Oligochaete are annelid worms and have a global distribution. These segmented thread-like worms vary in size from less than 1 mm to over 1 m, but marine oligochaetes rarely exceed several centimeters in length. Unlike their close relatives the polychaetes, they show limited diversity of body form.

They live buried in soft sediment, crawling and eating the way through the organic deposits. Marine oligochaetes are rather resistant to unfavorable conditions such as high contaminant load, low oxygen concentrations, eutophic conditions and
high silt concentrations.

The body of oligochaetes is partitioned into repeating cylindrical segments.
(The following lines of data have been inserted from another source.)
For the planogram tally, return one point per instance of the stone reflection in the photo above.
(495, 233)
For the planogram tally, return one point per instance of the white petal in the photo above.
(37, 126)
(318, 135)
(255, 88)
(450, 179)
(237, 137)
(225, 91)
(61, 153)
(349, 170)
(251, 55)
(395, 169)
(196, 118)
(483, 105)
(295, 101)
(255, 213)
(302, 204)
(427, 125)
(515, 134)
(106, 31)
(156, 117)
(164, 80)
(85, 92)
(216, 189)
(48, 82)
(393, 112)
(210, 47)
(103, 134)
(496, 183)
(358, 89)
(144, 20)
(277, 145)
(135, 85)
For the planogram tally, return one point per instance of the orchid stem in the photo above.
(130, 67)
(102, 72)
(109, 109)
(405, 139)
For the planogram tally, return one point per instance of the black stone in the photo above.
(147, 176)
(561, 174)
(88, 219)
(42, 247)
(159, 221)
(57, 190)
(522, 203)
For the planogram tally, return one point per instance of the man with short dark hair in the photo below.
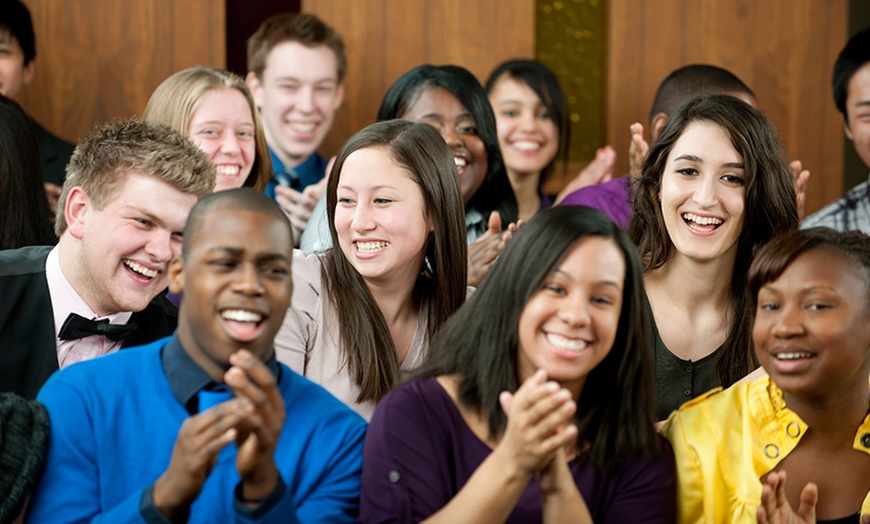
(851, 83)
(123, 207)
(206, 425)
(296, 70)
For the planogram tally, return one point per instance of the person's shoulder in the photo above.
(23, 261)
(715, 408)
(306, 401)
(831, 215)
(122, 368)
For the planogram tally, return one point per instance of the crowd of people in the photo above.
(203, 319)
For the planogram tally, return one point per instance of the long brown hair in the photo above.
(770, 208)
(366, 342)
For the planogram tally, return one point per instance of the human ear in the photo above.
(256, 88)
(176, 276)
(75, 211)
(656, 125)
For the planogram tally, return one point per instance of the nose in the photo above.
(248, 281)
(705, 192)
(362, 218)
(161, 246)
(305, 100)
(450, 136)
(230, 144)
(788, 323)
(575, 311)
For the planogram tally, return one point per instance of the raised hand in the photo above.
(775, 509)
(488, 246)
(199, 441)
(637, 149)
(298, 205)
(258, 433)
(800, 177)
(599, 170)
(539, 423)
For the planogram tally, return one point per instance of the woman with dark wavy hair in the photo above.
(538, 406)
(364, 311)
(26, 217)
(715, 187)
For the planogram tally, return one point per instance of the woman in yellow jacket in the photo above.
(809, 417)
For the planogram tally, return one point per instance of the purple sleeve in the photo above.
(610, 197)
(646, 491)
(405, 475)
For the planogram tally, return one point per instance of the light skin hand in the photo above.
(800, 177)
(199, 441)
(775, 509)
(298, 205)
(539, 423)
(637, 150)
(258, 434)
(488, 246)
(598, 171)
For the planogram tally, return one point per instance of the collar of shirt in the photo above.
(308, 172)
(65, 300)
(186, 378)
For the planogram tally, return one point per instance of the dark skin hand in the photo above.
(253, 419)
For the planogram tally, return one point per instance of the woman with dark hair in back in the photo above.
(715, 187)
(533, 121)
(538, 405)
(25, 216)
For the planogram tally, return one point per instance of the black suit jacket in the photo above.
(54, 154)
(28, 349)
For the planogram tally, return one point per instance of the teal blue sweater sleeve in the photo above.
(114, 421)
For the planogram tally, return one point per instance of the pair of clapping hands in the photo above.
(253, 419)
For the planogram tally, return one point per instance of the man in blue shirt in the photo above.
(296, 67)
(205, 425)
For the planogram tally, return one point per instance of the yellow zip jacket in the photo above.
(726, 440)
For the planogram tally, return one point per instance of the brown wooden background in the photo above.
(99, 59)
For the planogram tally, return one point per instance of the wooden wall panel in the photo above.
(385, 38)
(783, 49)
(98, 59)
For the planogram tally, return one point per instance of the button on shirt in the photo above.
(65, 300)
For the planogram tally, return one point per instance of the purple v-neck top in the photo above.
(419, 452)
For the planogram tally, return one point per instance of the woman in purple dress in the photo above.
(538, 405)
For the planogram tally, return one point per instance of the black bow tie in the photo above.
(77, 326)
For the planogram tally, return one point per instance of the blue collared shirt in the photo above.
(309, 172)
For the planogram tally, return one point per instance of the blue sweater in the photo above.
(114, 421)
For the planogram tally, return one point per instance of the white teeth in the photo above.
(791, 356)
(241, 315)
(302, 128)
(704, 221)
(227, 170)
(568, 344)
(142, 270)
(371, 247)
(526, 146)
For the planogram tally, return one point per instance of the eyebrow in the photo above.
(693, 158)
(610, 283)
(238, 251)
(149, 215)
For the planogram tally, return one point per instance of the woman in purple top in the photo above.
(538, 405)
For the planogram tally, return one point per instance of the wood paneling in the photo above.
(99, 59)
(385, 38)
(783, 49)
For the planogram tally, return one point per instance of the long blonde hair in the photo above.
(176, 99)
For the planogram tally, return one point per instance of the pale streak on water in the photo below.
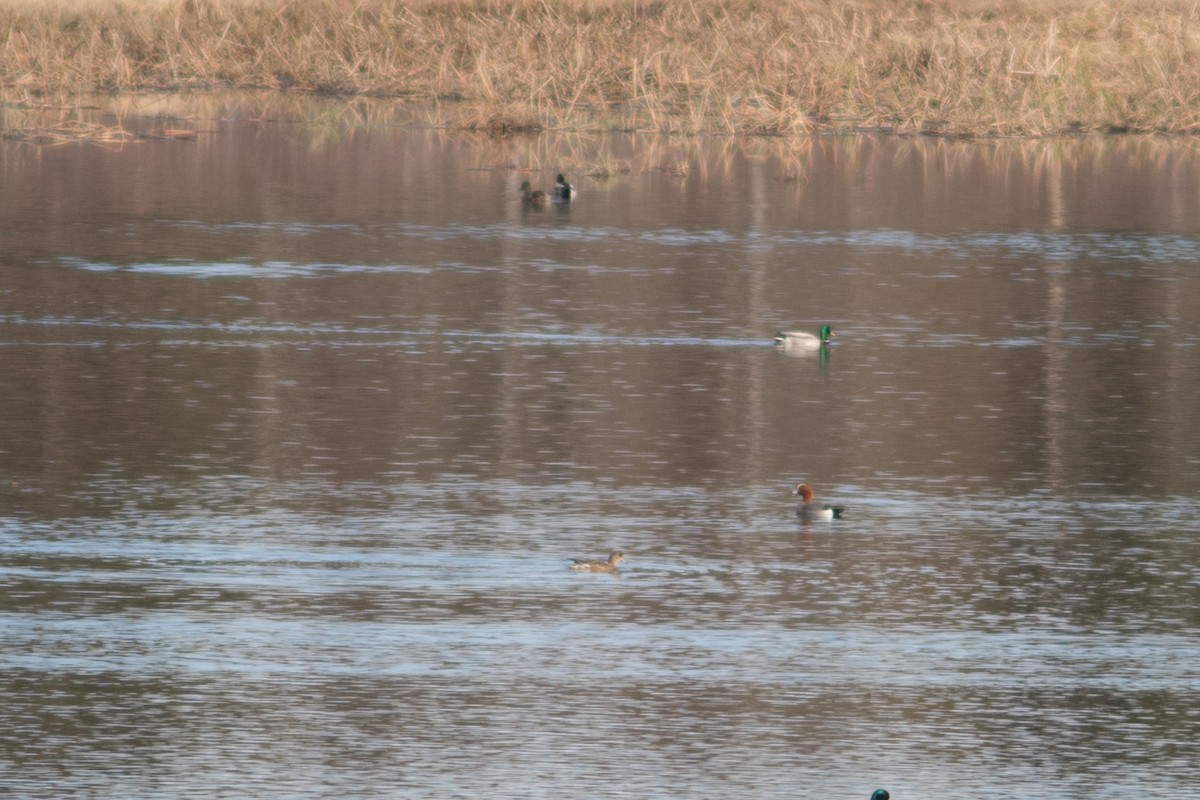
(300, 432)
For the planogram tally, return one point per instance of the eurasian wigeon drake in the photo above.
(803, 341)
(563, 191)
(532, 196)
(810, 510)
(585, 565)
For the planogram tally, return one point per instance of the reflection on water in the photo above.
(303, 429)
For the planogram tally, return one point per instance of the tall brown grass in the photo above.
(1011, 67)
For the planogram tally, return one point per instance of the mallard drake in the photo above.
(563, 191)
(531, 194)
(803, 341)
(585, 565)
(810, 510)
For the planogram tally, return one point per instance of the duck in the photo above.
(804, 341)
(810, 510)
(585, 565)
(563, 191)
(532, 196)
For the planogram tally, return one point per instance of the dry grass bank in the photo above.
(1020, 67)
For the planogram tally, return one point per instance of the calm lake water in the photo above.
(305, 417)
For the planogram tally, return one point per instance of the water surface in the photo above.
(304, 422)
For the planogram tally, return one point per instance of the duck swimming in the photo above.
(585, 565)
(563, 191)
(532, 196)
(803, 341)
(810, 510)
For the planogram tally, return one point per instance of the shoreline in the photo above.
(960, 68)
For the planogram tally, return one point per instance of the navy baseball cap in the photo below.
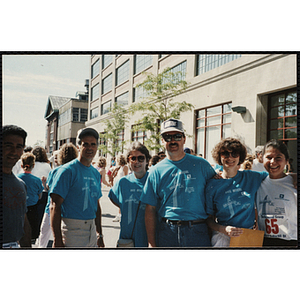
(171, 125)
(88, 132)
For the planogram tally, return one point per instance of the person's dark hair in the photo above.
(28, 161)
(28, 149)
(154, 160)
(279, 145)
(137, 146)
(14, 130)
(231, 144)
(67, 153)
(40, 154)
(102, 162)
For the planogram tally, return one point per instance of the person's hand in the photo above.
(233, 231)
(100, 242)
(58, 244)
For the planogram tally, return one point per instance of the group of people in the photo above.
(177, 200)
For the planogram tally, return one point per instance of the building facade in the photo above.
(252, 97)
(65, 116)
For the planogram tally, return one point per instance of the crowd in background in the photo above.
(165, 200)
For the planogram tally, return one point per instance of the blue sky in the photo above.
(28, 80)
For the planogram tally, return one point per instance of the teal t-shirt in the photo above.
(80, 187)
(126, 193)
(232, 201)
(176, 188)
(34, 188)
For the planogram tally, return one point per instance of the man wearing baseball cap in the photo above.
(75, 212)
(174, 194)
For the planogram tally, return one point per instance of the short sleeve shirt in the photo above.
(176, 188)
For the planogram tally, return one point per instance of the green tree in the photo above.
(158, 104)
(115, 125)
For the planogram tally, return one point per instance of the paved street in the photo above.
(110, 229)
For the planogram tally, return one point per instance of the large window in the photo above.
(213, 124)
(96, 68)
(139, 93)
(107, 84)
(207, 62)
(105, 107)
(141, 62)
(106, 60)
(283, 116)
(282, 120)
(94, 112)
(95, 92)
(122, 73)
(79, 114)
(122, 99)
(64, 118)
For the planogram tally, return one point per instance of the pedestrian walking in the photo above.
(175, 213)
(75, 212)
(126, 194)
(16, 228)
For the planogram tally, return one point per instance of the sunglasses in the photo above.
(175, 137)
(140, 158)
(233, 154)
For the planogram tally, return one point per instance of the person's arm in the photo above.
(227, 230)
(55, 220)
(100, 242)
(103, 177)
(25, 241)
(150, 222)
(125, 170)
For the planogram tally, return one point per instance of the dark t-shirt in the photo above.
(14, 208)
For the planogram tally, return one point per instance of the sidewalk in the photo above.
(110, 229)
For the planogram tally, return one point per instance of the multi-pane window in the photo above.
(139, 136)
(122, 99)
(94, 112)
(83, 114)
(141, 62)
(79, 114)
(282, 121)
(105, 107)
(106, 60)
(181, 69)
(107, 84)
(283, 116)
(207, 62)
(139, 93)
(122, 73)
(95, 92)
(95, 69)
(213, 124)
(119, 141)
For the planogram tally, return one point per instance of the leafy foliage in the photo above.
(158, 105)
(115, 124)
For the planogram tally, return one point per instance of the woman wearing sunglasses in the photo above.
(230, 201)
(126, 194)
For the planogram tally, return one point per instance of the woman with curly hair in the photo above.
(67, 153)
(230, 201)
(41, 170)
(101, 166)
(126, 194)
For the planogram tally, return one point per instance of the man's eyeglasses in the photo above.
(140, 158)
(233, 154)
(175, 137)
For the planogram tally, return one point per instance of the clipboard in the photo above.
(249, 238)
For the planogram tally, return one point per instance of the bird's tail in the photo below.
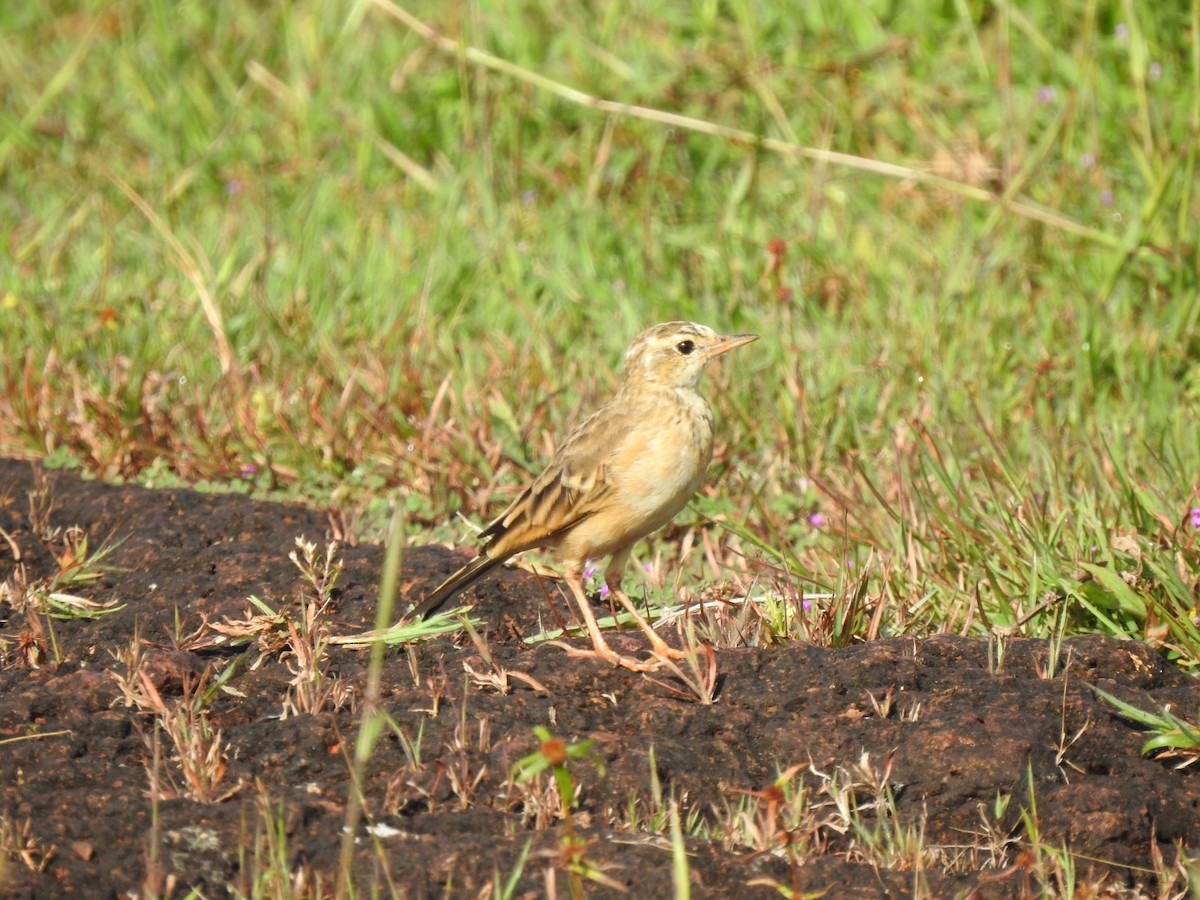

The number of segments ranges from less than 10 to over 100 with a head (prostomium) in front of the first segment. Each segment bears 4 pair of small spines or "chaeta" which they can extend to help them grip sediments while crawling, and a complete set of most body organs, with blood vessels and a nerve cord running the entire body length. A heart occurs stretched across several of the forward segments. Adults have a clitellum, a thickened skin of glandular skin on several segments, which places oligochaetes in the class ‘Clitellata’ of the Annelids. Oligochaetes can regrow a major part of their rear body when it gets eaten by a predator.

There are over 5,000 species worldwide, showing higher diversity in freshwaters, with about 800 species in brachish and marine waters. An estimated 39 species live in Arctic waters.